Wir haben in Brüssel für einen Wow-Effekt gesorgt
„Wir wissen, dass wir ein kleiner Player sind“, sagt Michel Gloden: „Aber wir haben genug Mut und Ausdauer, immer wieder mit unseren Nachbargemeinden auf die Unzulänglichkeiten hinzuweisen. Ich bin überzeugt, wenn wir gemeinsam hier in der Grenzregion etwas tun, dann landet das auf den richtigen Schreibtischen. Wir wissen aber auch, dass die deutsche Politik nicht im Saarland gemacht wird, sondern in Berlin. Das ist weit weg, und ich habe den Eindruck, dass dort oft das Verständnis für die Probleme eines kleinen Bundeslandes oder einer Grenzregion fehlt. Das war auch schon bei Covid so. Man unterschätzt wohl, welchen Einfluss die deutsche Hauptstadt hat. Wenn wir erreichen, dass die Kontrollen weiter ins Land rücken, haben wir zumindest etwas für die Pendler getan, die unter der aktuellen Situation am meisten leiden.“
Die Luxemburger Einwände zeigten durchaus Wirkung, sagt Léon Gloden: „Die Deutschen waren schon erstaunt, dass Luxemburg sich überhaupt traute, offiziell bei der Kommission Beschwerde einzureichen.

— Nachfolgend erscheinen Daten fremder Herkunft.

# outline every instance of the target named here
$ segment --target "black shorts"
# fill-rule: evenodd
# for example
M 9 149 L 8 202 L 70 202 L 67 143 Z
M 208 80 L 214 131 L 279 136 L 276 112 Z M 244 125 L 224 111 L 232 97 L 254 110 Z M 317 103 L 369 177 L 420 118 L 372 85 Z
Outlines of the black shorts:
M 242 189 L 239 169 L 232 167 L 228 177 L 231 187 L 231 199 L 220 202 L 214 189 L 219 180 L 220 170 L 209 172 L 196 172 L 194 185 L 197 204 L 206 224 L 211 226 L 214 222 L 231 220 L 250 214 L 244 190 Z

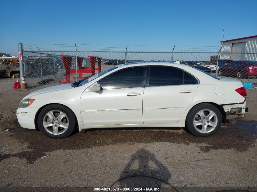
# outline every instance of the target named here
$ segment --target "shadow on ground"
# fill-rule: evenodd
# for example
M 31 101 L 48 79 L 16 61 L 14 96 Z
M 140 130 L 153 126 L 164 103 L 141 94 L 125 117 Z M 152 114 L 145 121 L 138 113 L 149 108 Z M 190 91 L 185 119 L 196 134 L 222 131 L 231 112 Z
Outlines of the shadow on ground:
M 112 144 L 168 142 L 189 145 L 191 143 L 205 143 L 199 150 L 208 153 L 212 150 L 233 149 L 245 151 L 253 147 L 257 138 L 257 121 L 237 120 L 223 124 L 214 135 L 197 137 L 179 128 L 161 128 L 144 129 L 109 129 L 88 130 L 73 134 L 66 138 L 54 139 L 39 131 L 23 129 L 17 122 L 11 124 L 9 136 L 27 145 L 30 151 L 0 155 L 0 161 L 11 157 L 25 158 L 33 163 L 46 153 L 59 150 L 76 150 Z M 176 130 L 174 131 L 174 130 Z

Das hat in Brüssel für einen echten ‚Wow-Effekt‘ gesorgt.“
Ob Menschen an der Schengen-Grenzbrücke im Dorf oder an der Autobahn bereits zurückgewiesen wurden, können Bürgermeister und Innenminister nicht sagen. Wohl auch, weil es nicht erfasst wird. Es heißt aber, dass an neuen Abkommen gearbeitet wird – über die Zusammenarbeit der Polizeikräfte auf beiden Seiten und den Umgang mit Flüchtlingen.
Zuversichtlich nach vorn
Ist die Rückkehr zu einem echten Schengenraum möglich? „Dranbleiben, dranbleiben“, sagt Léon Gloden. „Auch wenn Schengen zurzeit ein paar Risse hat, müssen wir umso entschlossener kämpfen und zeigen, dass wir zu Europa stehen.“
„Wir arbeiten als Gemeinde, genauso wie die Regierung, Tag für Tag daran. Deshalb bin ich überzeugt, dass es uns gelingen wird“, fügt Michel Gloden hinzu. Einig sind sich beide darin, dass die Zeit nicht zurückgedreht werden kann. „Wenn man den Kontrollen etwas Positives abgewinnen möchte, dann ist es, dass den Menschen bewusster geworden ist, was Schengen wirklich bedeutet“, so Léon Gloden.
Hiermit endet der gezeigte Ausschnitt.